PEUGEOT

Llega un Peugeot 2008 "impecable" al desguace por un par de golpes: "La puerta solo vale 5.000 euros"

La puerta

En el sector automovilístico, no es raro que vehículos en aparente buen estado acaben en los desguaces debido al elevado coste de reparación, una situación que se ha vuelto cada vez más frecuente con el encarecimiento de los recambios y la mano de obra.
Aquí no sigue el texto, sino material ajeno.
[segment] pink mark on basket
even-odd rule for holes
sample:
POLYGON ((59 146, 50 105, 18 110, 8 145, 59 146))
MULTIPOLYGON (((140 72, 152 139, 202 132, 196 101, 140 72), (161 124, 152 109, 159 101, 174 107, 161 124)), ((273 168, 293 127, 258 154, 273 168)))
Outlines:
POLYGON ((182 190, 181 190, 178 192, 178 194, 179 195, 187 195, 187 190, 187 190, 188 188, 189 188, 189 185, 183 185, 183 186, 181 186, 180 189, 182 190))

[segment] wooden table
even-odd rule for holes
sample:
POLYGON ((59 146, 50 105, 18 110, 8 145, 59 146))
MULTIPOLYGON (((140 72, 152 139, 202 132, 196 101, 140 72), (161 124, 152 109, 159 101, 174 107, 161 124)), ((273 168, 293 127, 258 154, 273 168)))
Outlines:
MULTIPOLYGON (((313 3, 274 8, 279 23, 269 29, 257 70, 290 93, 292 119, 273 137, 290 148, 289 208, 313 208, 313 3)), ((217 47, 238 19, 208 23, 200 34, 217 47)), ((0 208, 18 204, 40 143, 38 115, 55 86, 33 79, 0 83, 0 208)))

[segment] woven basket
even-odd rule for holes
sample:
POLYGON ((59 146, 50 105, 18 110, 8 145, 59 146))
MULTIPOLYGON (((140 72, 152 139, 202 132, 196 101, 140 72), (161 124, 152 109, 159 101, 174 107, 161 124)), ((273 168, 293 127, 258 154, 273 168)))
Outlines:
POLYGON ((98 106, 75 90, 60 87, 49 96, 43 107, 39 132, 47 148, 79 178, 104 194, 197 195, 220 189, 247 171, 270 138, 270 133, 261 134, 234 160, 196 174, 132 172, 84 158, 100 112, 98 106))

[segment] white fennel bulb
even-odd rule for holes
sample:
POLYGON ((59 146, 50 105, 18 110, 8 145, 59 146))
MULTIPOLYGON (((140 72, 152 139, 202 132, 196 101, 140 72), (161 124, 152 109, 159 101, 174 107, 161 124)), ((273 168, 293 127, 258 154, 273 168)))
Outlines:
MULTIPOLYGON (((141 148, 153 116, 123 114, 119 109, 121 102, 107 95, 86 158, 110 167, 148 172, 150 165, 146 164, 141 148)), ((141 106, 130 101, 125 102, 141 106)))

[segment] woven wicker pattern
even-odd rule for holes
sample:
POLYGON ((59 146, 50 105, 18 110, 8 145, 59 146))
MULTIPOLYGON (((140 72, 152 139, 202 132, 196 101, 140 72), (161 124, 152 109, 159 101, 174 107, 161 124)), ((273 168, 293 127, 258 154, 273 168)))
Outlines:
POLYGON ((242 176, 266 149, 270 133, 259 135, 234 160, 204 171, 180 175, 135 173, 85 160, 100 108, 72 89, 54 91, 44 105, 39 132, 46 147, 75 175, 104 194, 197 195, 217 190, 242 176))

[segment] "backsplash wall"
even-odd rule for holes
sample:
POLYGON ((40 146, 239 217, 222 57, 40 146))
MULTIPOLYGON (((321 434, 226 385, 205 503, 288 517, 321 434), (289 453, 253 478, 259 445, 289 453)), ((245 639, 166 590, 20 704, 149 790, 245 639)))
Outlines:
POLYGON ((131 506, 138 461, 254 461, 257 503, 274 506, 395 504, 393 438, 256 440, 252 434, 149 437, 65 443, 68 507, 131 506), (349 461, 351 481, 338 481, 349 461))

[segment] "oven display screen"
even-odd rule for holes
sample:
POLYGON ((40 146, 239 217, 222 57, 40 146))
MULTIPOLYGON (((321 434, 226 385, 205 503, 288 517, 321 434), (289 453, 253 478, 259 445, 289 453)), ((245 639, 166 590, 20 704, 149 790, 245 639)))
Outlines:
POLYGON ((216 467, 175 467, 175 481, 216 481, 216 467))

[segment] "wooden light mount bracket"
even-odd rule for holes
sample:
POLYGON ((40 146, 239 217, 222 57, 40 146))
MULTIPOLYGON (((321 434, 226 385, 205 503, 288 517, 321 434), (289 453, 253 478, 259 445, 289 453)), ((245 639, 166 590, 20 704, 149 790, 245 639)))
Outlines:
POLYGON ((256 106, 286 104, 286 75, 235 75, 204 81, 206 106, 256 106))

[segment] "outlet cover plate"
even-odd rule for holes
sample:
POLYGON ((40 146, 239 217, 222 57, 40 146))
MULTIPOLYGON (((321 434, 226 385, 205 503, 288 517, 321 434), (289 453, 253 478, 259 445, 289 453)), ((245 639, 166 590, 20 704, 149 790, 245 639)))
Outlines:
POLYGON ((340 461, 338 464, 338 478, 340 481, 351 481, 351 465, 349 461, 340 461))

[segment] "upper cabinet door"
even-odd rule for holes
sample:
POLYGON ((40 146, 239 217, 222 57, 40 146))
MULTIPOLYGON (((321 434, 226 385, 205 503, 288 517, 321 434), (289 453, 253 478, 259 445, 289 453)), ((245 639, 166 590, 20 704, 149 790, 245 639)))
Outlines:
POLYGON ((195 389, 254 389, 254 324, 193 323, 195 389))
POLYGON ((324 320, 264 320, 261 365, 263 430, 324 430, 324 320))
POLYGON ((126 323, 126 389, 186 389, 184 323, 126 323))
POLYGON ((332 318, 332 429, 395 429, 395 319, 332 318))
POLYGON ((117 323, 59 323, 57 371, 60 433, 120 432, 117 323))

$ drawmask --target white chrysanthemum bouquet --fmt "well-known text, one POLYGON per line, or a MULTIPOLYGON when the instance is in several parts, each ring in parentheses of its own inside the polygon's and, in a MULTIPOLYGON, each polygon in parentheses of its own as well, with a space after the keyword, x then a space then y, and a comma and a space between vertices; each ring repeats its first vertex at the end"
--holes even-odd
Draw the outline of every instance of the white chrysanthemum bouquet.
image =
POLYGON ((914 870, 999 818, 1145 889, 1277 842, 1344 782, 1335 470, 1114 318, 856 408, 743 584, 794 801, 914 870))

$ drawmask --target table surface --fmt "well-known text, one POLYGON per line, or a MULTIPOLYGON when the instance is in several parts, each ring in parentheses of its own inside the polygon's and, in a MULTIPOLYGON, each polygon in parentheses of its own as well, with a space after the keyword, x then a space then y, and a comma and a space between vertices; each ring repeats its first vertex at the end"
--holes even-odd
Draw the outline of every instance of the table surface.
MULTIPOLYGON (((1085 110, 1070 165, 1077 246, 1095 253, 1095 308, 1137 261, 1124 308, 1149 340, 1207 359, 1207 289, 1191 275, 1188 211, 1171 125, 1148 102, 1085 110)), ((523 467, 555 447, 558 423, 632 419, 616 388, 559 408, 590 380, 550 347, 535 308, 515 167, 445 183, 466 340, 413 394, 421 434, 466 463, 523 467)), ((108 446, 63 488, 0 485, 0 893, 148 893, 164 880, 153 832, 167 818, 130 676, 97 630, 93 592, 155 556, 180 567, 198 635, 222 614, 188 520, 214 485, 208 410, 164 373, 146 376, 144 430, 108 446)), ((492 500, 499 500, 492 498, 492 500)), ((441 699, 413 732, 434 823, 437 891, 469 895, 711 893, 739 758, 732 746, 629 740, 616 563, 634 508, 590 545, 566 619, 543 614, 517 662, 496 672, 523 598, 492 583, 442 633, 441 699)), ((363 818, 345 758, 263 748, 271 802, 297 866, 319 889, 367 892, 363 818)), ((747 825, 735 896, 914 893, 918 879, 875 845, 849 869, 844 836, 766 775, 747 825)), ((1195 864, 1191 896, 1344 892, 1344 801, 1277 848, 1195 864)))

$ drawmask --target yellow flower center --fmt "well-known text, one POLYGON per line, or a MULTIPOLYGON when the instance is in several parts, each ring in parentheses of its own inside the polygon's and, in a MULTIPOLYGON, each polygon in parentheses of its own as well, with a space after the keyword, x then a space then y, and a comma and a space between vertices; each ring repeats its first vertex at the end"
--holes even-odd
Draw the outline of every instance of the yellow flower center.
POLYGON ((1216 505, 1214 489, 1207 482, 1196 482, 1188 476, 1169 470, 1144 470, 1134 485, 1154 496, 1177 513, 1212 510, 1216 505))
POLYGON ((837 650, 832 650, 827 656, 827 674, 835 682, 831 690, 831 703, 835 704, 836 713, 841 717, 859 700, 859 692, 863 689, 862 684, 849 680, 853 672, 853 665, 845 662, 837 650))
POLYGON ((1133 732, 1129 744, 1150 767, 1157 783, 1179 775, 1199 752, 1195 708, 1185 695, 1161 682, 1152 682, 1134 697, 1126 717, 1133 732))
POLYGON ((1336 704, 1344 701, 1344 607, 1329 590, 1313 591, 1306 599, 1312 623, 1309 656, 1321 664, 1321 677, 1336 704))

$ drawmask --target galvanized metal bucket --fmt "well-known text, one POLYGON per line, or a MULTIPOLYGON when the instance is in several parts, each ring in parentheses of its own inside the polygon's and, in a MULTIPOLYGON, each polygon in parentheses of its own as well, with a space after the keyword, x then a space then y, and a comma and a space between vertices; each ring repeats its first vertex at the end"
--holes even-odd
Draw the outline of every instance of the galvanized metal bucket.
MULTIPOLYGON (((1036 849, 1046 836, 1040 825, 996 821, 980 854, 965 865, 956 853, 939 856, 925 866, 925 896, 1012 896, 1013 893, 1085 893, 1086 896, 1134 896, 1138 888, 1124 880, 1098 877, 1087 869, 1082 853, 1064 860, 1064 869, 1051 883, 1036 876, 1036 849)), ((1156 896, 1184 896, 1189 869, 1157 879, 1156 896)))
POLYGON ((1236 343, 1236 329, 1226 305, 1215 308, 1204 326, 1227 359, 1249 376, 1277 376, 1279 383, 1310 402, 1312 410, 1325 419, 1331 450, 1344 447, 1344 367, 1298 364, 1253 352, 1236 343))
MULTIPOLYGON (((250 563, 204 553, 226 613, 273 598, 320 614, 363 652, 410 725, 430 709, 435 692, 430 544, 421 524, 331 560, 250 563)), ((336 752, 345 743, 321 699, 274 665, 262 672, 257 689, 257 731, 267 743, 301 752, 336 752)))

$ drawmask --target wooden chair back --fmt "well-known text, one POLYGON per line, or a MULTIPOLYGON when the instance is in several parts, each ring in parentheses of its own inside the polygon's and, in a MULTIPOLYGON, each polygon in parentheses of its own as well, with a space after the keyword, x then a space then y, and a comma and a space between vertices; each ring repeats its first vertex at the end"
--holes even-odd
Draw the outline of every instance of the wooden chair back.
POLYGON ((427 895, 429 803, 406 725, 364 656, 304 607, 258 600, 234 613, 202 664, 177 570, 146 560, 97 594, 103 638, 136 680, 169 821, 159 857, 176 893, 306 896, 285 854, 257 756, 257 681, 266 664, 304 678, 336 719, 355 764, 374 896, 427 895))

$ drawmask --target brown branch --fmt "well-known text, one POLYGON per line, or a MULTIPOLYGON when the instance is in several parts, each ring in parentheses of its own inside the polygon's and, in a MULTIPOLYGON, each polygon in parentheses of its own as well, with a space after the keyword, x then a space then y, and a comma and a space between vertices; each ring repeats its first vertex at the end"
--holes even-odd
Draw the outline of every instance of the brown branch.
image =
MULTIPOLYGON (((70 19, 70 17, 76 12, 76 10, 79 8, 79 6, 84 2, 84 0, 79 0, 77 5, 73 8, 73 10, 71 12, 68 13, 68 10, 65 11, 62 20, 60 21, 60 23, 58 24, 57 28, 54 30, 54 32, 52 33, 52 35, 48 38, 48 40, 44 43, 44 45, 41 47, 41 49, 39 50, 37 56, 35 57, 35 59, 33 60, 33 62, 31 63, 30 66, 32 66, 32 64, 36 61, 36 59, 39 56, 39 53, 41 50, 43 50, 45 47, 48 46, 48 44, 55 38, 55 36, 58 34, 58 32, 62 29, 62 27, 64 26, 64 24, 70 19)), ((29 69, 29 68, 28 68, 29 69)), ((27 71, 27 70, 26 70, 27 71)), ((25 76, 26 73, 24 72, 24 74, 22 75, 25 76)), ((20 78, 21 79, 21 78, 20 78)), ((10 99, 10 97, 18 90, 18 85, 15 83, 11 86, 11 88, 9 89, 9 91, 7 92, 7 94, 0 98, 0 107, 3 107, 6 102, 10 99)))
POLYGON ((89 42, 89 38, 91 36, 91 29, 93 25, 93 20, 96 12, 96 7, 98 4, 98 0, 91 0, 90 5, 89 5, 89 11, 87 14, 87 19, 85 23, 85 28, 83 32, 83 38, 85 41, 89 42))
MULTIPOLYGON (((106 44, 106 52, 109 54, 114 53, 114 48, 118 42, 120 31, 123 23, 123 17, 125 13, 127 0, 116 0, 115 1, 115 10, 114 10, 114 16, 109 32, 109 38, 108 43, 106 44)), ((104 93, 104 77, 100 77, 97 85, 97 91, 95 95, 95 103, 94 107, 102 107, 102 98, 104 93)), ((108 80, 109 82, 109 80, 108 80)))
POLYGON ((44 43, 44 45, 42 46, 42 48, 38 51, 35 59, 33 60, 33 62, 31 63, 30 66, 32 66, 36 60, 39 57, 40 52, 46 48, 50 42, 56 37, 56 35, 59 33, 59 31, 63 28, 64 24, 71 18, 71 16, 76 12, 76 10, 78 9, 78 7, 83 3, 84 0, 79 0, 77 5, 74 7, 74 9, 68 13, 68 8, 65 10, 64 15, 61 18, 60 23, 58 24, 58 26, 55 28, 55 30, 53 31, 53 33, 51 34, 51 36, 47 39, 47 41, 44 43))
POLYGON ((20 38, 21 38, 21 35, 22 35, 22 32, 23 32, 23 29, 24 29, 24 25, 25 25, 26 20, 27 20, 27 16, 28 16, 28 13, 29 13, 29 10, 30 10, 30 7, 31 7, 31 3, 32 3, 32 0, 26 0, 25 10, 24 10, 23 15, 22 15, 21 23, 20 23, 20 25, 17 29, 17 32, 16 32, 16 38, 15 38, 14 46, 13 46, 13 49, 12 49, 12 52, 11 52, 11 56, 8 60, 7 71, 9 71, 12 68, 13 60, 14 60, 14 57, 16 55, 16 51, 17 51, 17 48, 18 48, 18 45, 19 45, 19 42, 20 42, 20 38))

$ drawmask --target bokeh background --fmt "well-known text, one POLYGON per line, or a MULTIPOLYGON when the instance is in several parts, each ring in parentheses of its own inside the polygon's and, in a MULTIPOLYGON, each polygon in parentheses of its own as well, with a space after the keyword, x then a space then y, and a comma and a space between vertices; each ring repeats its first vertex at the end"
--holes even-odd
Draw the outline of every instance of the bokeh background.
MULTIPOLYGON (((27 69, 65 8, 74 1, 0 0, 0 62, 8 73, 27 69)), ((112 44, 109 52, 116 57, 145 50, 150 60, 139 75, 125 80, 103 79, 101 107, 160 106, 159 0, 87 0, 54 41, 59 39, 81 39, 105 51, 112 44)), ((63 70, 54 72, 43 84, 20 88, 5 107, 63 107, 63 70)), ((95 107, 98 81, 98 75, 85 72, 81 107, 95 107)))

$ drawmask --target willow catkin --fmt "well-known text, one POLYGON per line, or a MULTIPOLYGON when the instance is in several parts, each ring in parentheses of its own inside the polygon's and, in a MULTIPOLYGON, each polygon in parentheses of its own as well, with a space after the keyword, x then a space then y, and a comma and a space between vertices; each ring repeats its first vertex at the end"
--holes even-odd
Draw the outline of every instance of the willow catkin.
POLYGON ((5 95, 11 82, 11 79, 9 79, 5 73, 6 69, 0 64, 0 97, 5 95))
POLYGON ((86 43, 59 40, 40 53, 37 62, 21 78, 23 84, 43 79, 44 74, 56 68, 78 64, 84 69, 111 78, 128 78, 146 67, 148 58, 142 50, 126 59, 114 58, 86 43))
Un reciente caso en Desguaces Motocoche ha puesto de manifiesto esta realidad: un Peugeot 3008 del año 2020, diésel con AdBlue, ha terminado en el desguace a pesar de tener solo 58.719 kilómetros y estar prácticamente impecable.

Un coche en buen estado, pero con reparaciones demasiado costosas

El vehículo, equipado con un motor 1.5 HDI y una cadena de distribución de 7 mm, ha sido dado de baja debido a un siniestro que, en principio, no parecía demasiado grave. El coche presentaba un pequeño golpe en un lateral, pero el problema real no ha sido el daño en sí, sino el coste de las piezas necesarias para su reparación.

Según la peritación realizada, el precio de la puerta dañada asciende a 5.000 euros, a lo que se suman otros gastos considerables:

  • Un plástico del faldón, valorado en 663 euros.
  • Una toma de contorno, que cuesta 106 euros.
  • Una cerradura, cuyo precio es de 304 euros.
  • Además, la activación de algunos airbags y otras reparaciones menores terminan elevando el presupuesto total.

En conjunto, los costos de la reparación ascienden a casi 10.000 euros, una cifra que supera en muchos casos el valor de mercado del propio vehículo.

¿Por qué un coche en buen estado acaba en el desguace?

Este caso refleja un problema recurrente en la industria automovilística: el precio de los recambios y las reparaciones en concesionarios oficiales hace que muchos vehículos perfectamente funcionales sean considerados siniestro total y acaben en un desguace.

El aumento del precio de los repuestos originales, junto con las normativas de seguridad que exigen la sustitución de ciertos elementos incluso en daños menores, hace que muchos propietarios opten por no reparar sus coches, ya que los costes superan el valor real del vehículo en el mercado de segunda mano.

Además, el auge de las pólizas de seguro que consideran económicamente inviable la reparación en casos de daños moderados también contribuye a que coches relativamente nuevos terminen en el desguace, aunque mecánicamente estén en perfecto estado.

Conclusión: ¿Es sostenible este modelo?

La historia de este Peugeot 3008 de 2020 es un claro ejemplo de cómo los costes de reparación pueden hacer inviable la recuperación de un coche en buen estado. Mientras las aseguradoras y las marcas sigan manejando precios tan elevados para los recambios, es probable que más vehículos con daños menores terminen en los desguaces, alimentando un sistema que, a la larga, perjudica tanto a los conductores como al medio ambiente.

En última instancia, este caso abre el debate sobre la necesidad de regular el precio de los recambios, fomentar el uso de piezas reacondicionadas o facilitar la reparación de vehículos en talleres independientes para evitar que coches funcionales sean descartados innecesariamente.